Rol tried to call out to Tun, but found his lips frozen together. He pressed his tongue against them and pulled at his mandible with one hand until they separated, tearing away a few layers of skin.

“Ell!” croaked forth frigid air driven by his frozen lungs through numb lips, barely at the level of speech. His lips would not obey the command to nest together and form a “b”.

“A gell!” he groaned, heaving at his diaphragm to be heard above the deafening wind. He raked at his hood with two mitted paws, trying to throw it back so he could hear, so he could stare off into the pelting snow and be pummeled with ice pellets. He forgot the drawstring pulled tight at his throat, and swatted at the hood as if a swarm of bees had attacked him.

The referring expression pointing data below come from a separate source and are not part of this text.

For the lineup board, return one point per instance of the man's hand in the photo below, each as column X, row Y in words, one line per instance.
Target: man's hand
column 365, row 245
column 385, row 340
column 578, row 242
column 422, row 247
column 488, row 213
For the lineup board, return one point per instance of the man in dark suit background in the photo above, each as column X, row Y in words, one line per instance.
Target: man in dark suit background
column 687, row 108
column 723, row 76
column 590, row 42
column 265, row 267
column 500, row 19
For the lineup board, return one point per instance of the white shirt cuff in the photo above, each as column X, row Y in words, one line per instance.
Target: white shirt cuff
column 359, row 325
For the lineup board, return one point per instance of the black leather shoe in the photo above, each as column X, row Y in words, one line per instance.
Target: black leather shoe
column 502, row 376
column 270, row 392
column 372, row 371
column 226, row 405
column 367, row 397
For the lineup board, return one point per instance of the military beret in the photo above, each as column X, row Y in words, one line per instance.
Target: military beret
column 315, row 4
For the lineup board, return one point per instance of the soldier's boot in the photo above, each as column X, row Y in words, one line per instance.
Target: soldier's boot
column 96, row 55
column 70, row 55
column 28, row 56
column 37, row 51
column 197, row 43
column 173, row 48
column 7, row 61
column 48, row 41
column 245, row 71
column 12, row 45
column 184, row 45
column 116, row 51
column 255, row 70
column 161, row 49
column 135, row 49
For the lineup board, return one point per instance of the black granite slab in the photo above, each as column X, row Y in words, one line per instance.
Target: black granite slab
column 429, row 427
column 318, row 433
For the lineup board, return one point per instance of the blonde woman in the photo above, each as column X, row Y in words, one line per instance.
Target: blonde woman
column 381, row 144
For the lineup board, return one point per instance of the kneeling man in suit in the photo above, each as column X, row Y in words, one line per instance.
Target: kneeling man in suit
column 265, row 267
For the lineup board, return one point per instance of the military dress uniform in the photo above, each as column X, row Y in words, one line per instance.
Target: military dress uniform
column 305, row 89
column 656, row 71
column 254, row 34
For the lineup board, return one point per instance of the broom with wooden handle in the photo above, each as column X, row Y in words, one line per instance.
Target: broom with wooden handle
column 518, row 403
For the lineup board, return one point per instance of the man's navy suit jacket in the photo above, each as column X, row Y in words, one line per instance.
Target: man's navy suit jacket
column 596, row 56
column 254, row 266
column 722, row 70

The hurricane-force breath of the Ice Queen took no pity, made no notice of this tiny mammal clinging to its life by threads. She exhaled a gust for fun, enough to rock a lazy ship drifting at sea. Enough to blow down those mighty spruces and ancient hemlocks and weakening willows whose time has come. The wind struck the boy square on, filled his hood like a sail, threw all of his weight onto his frozen toes and he tumbled backward and sideward onto the ice. His arms and legs made helpless repeated motions, trying to rise, as depleted muscles and frozen joints were unable to respond, unable to comprehend their own state of inability.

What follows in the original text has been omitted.